Open Datasets Yes We now analyze the efficacy of this attack across a wider range of models: GPT-2 (Radford et al., 2019) Small and XL, Pythia (Biderman et al., 2023) 1.4B and 6.9B, and LLa MA (Touvron et al., 2023) 7B and 65B.
Dataset Splits No The paper does not explicitly describe training/validation/test splits for its own experimental setup, as it focuses on attacking existing models rather than training new ones. Therefore, the concept of a 'validation split' as typically applied to training data is not relevant to their direct experiments.
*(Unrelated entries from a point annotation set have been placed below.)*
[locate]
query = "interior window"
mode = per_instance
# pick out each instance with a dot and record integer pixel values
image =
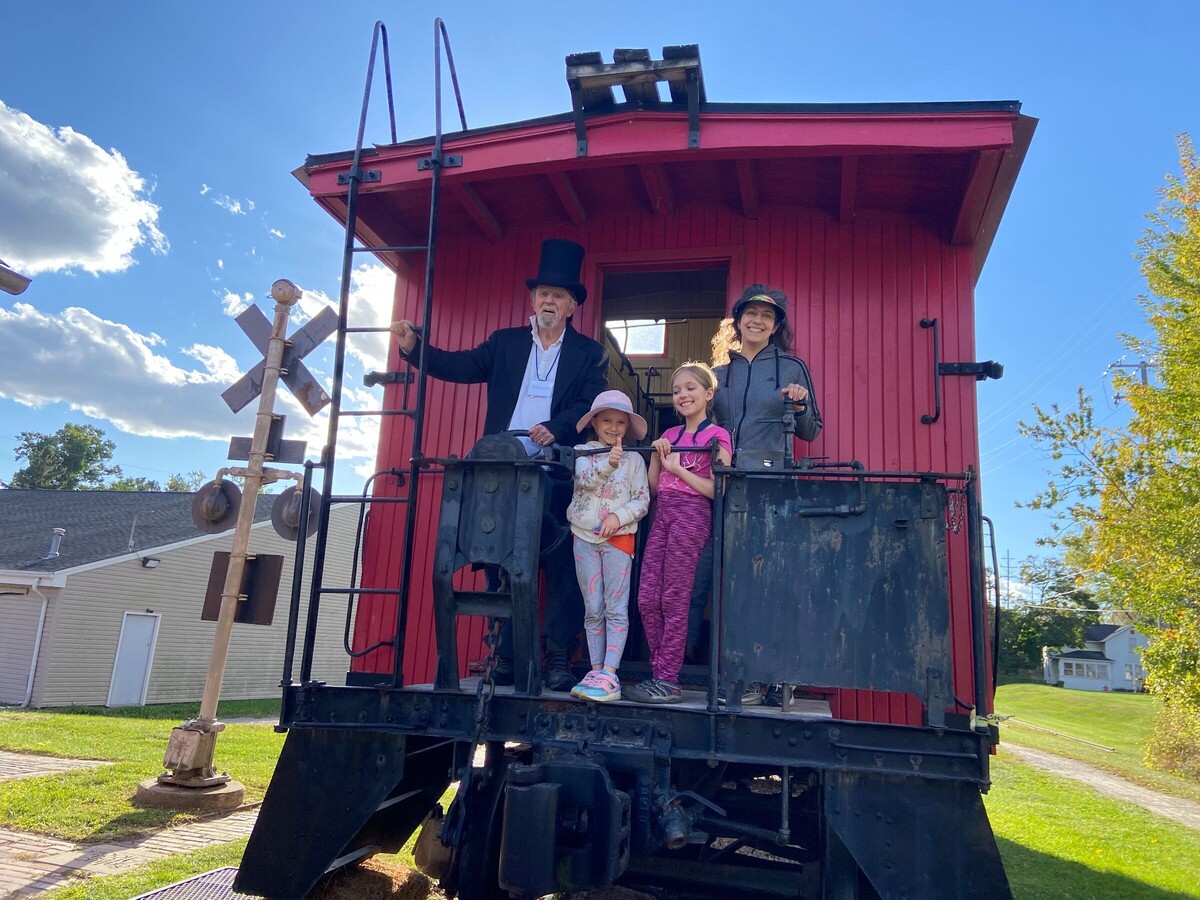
(640, 337)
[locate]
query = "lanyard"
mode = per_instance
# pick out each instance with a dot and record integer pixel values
(537, 363)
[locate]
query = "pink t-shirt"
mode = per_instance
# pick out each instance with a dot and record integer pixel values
(699, 461)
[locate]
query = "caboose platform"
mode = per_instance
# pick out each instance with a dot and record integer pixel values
(694, 700)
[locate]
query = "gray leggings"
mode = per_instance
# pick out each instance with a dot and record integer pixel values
(604, 574)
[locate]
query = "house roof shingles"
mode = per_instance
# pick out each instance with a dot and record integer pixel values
(1084, 654)
(99, 525)
(1096, 634)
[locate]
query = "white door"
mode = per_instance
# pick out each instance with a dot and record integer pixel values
(135, 652)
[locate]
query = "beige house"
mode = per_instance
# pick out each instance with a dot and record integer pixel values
(101, 594)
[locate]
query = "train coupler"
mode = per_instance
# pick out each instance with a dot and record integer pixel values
(565, 828)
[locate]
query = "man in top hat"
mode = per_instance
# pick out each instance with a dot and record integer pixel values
(541, 379)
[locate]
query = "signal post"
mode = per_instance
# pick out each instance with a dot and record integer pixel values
(192, 744)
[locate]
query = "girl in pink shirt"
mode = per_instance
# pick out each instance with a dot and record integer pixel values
(682, 479)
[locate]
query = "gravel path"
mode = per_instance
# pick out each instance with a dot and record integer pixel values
(1177, 809)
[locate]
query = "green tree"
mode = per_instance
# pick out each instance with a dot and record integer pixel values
(1056, 617)
(191, 483)
(129, 483)
(75, 457)
(1127, 501)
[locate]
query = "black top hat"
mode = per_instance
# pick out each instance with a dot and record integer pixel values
(759, 294)
(559, 267)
Hardware Specification No The paper does not provide specific hardware details (e.g., GPU/CPU models, memory) used for running its experiments.
Software Dependencies No The paper mentions using "bitsandbytes (Dettmers et al., 2022)" for quantization, but does not specify its version number or versions for other key software components, which is required for reproducibility.
Experiment Setup No The paper describes the attack methodology and parameters like cost and queries, but it does not detail experimental setup in terms of hyperparameters or system-level training settings, as it is attacking pre-existing models rather than training new ones.